Source code for ml.utils.torch_distributed

# mypy: disable-error-code="override"
"""Defines utilities for training distributed PyTorch models.

The canonical way to use this library is to call :func:`launch_subprocess`
from the main function of your script. This will launch a subprocess for each
device and initialize the process group for distributed training. You can
modify the number of processes and the backend by changing the provided config.
"""

import functools
import logging
import os
import sys
import traceback
from dataclasses import dataclass
from typing import Callable, ParamSpec

import torch
import torch.distributed
import torch.distributed as dist
import torch.multiprocessing as mp
from omegaconf import MISSING
from torch import Tensor
from torch.autograd.function import Function, FunctionCtx

from ml.core.config import conf_field
from ml.utils.checkpoint import is_missing
from ml.utils.distributed import get_init_method, get_rank, get_world_size, set_dist
from ml.utils.logging import INFOALL, configure_logging
from ml.utils.networking import get_unused_port
from ml.utils.parallel import init_parallelism

DEFAULT_PORT = 29500

logger: logging.Logger = logging.getLogger(__name__)

P = ParamSpec("P")


[docs]@dataclass
class MultiprocessConfig:
    rank: int = conf_field(-1, help="The rank of the process")
    local_rank: int = conf_field(-1, help="The local rank of the process")
    world_size: int = conf_field(MISSING, help="The total number of processes")
    local_world_size: int = conf_field(MISSING, help="The number of processes per machine")
    master_addr: str = conf_field("127.0.0.1", help="The address of the master process")
    master_port: int = conf_field(MISSING, help="The port of the master process")
    init_method: str = conf_field("env://", help="The initialization method")
    model_parallelism: int = conf_field(1, help="The number of model parallel processes")
    pipeline_parallelism: int = conf_field(1, help="The number of pipeline parallel processes")
    backend: str | None = conf_field(None, help="The distributed backend")
    model_parallel_backend: str | None = conf_field(None, help="The model parallel backend")
    pipeline_parallel_backend: str | None = conf_field(None, help="The pipeline parallel backend")
    data_parallel_backend: str | None = conf_field(None, help="The data parallel backend")
    launch_method: str = conf_field("forkserver", help="The launch method for multiprocessing")

[docs]    @classmethod
    def resolve(cls, config: "MultiprocessConfig") -> None:
        device_count = torch.cuda.device_count() if torch.cuda.is_available() else 1
        if is_missing(config, "world_size"):
            config.world_size = device_count
        if is_missing(config, "local_world_size"):
            config.local_world_size = min(device_count, config.world_size)
        if is_missing(config, "master_port"):
            config.master_port = get_unused_port(DEFAULT_PORT)

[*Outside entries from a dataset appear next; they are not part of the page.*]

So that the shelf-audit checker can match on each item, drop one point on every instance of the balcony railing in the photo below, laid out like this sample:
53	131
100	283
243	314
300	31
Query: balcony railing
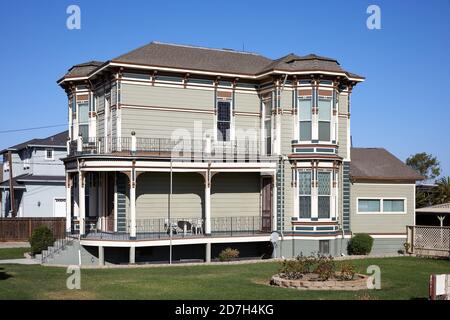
190	150
178	228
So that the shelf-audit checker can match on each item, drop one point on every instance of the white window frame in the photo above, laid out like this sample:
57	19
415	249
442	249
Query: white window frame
382	212
330	100
231	130
53	154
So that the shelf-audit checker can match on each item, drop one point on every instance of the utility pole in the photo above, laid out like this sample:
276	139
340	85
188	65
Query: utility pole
11	187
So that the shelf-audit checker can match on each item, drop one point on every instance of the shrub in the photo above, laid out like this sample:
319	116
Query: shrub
360	244
228	254
325	267
347	271
41	239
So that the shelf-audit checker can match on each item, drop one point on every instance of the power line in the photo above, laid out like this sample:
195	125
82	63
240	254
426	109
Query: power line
33	128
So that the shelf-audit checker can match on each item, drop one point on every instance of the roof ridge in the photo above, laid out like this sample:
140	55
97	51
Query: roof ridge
208	48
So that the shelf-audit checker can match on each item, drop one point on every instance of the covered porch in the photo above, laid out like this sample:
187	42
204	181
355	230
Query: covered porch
150	200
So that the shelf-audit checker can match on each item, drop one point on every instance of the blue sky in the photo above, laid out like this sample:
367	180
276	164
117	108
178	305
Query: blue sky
402	105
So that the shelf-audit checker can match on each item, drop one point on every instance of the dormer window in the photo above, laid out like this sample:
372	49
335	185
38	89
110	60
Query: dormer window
49	154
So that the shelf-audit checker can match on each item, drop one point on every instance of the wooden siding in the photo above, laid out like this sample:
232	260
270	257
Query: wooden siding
247	102
152	195
146	95
152	123
381	223
235	194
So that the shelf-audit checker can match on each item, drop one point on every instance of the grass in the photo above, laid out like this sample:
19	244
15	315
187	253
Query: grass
401	278
13	253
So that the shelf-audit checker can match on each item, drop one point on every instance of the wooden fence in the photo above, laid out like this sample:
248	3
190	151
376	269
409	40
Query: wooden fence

[docs]def init_process_group_from_backend(backend: str | dist.Backend | None = None) -> None:
    if backend is None:
        backend = get_distributed_backend()
    init_method, world_size, rank = get_init_method(), get_world_size(), get_rank()

    logger.log(INFOALL, "Initializing %d / %d using %s - %s", rank, world_size, init_method, backend)
    dist.init_process_group(backend=backend, init_method=init_method, world_size=world_size, rank=rank)

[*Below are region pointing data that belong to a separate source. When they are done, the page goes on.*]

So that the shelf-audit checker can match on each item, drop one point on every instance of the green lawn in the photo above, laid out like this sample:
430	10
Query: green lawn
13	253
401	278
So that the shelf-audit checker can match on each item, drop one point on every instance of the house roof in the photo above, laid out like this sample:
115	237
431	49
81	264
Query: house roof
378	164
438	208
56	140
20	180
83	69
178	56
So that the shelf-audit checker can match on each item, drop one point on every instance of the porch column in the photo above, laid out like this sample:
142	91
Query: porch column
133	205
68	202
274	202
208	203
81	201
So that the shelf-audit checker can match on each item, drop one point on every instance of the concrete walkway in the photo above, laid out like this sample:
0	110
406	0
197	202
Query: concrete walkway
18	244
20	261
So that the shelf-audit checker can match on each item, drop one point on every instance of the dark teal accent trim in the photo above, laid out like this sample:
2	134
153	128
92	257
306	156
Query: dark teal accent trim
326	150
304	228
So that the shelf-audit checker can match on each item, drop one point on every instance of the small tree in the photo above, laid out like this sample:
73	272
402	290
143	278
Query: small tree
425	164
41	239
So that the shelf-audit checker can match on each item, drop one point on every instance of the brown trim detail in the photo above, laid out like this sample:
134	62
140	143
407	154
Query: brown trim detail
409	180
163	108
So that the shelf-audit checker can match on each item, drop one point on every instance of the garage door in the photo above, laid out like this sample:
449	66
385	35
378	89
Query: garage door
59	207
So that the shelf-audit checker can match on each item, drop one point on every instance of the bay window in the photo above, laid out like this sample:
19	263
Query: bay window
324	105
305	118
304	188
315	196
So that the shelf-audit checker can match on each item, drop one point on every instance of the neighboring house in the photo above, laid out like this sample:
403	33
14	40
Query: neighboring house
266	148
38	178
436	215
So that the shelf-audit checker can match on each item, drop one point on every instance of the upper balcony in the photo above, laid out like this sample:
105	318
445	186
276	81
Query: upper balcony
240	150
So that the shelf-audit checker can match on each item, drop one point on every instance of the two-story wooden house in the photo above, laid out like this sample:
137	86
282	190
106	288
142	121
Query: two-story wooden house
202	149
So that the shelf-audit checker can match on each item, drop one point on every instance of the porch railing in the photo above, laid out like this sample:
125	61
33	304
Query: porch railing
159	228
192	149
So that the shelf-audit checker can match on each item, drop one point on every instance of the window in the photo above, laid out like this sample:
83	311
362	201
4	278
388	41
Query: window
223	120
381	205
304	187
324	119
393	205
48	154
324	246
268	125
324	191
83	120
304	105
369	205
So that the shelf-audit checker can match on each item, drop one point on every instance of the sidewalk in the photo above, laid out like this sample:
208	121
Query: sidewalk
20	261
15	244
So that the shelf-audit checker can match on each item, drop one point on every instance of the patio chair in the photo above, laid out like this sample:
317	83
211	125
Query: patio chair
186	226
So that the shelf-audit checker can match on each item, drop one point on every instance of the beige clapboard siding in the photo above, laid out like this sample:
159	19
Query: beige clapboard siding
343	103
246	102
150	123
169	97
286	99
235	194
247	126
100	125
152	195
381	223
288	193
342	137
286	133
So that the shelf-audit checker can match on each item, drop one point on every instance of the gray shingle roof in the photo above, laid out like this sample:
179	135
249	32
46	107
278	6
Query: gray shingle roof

    if torch.cuda.is_available():
        device_count = torch.cuda.device_count()
        torch.cuda.set_device(rank % device_count)

    logger.info("Initialized process group; running dummy all-reduce")
    dist.all_reduce(torch.zeros(1, device="cuda" if torch.cuda.is_available() else "cpu"))
    logger.info("Dummy all-reduce succeeded")


[docs]def init_dist(
    rank: int,
    local_rank: int,
    world_size: int,
    local_world_size: int,
    master_addr: str,
    master_port: int,
    init_method: str,
    backend: str | dist.Backend | None = None,
) -> None:
    """Initializes distributed environment.

    Args:
        rank: The rank of the current process.
        local_rank: The local rank of the current process.
        world_size: The total number of processes.
        local_world_size: The number of processes per machine.
        master_addr: The address of the master process.
        master_port: The port of the master process.
        init_method: The initialization method.
        backend: The distributed backend.
    """
    set_dist(rank, local_rank, world_size, local_world_size, master_addr, master_port, init_method)
    init_process_group_from_backend(backend)


[docs]@functools.lru_cache
def default_backend() -> str:
    if torch.cuda.is_available():
        return "nccl"
    return "gloo"


[docs]def get_distributed_backend() -> dist.Backend:
    # Used to change the distributed backend to something other than NCCL.
    # For example, if you're on a system with some strange NCCL errors, you
    # can try changing this environment variable to `gloo`.
    return dist.Backend(os.environ.get("TORCH_DISTRIBUTED_BACKEND", default_backend()))


[docs]def set_distributed_backend(backend: str) -> None:
    os.environ["TORCH_DISTRIBUTED_BACKEND"] = backend


[docs]def init_and_run(
    func: Callable[P, None],
    cfg: MultiprocessConfig,
    *args: P.args,
    **kwargs: P.kwargs,
) -> None:
    configure_logging(rank=cfg.rank, world_size=cfg.world_size)

    init_dist(
        rank=cfg.rank,
        local_rank=cfg.local_rank,
        world_size=cfg.world_size,
        local_world_size=cfg.local_world_size,
        master_addr=cfg.master_addr,
        master_port=cfg.master_port,
        init_method=cfg.init_method,
        backend=cfg.backend,
    )

    init_parallelism(
        model_parallelism=cfg.model_parallelism,
        pipeline_parallelism=cfg.pipeline_parallelism,
        mp_backend=cfg.backend if cfg.model_parallel_backend is None else cfg.model_parallel_backend,
        pp_backend=cfg.backend if cfg.pipeline_parallel_backend is None else cfg.pipeline_parallel_backend,
        dp_backend=cfg.backend if cfg.data_parallel_backend is None else cfg.data_parallel_backend,
    )

    func(*args, **kwargs)


def _func_wrapped(
    func: Callable[P, None],
    setup: Callable[[], None] | None,
    cfg: MultiprocessConfig,
    error_queue: "mp.SimpleQueue[str | None]",
    *args: P.args,
    **kwargs: P.kwargs,
) -> None:
    try:
        if setup is not None:
            setup()

        init_and_run(func, cfg, *args, **kwargs)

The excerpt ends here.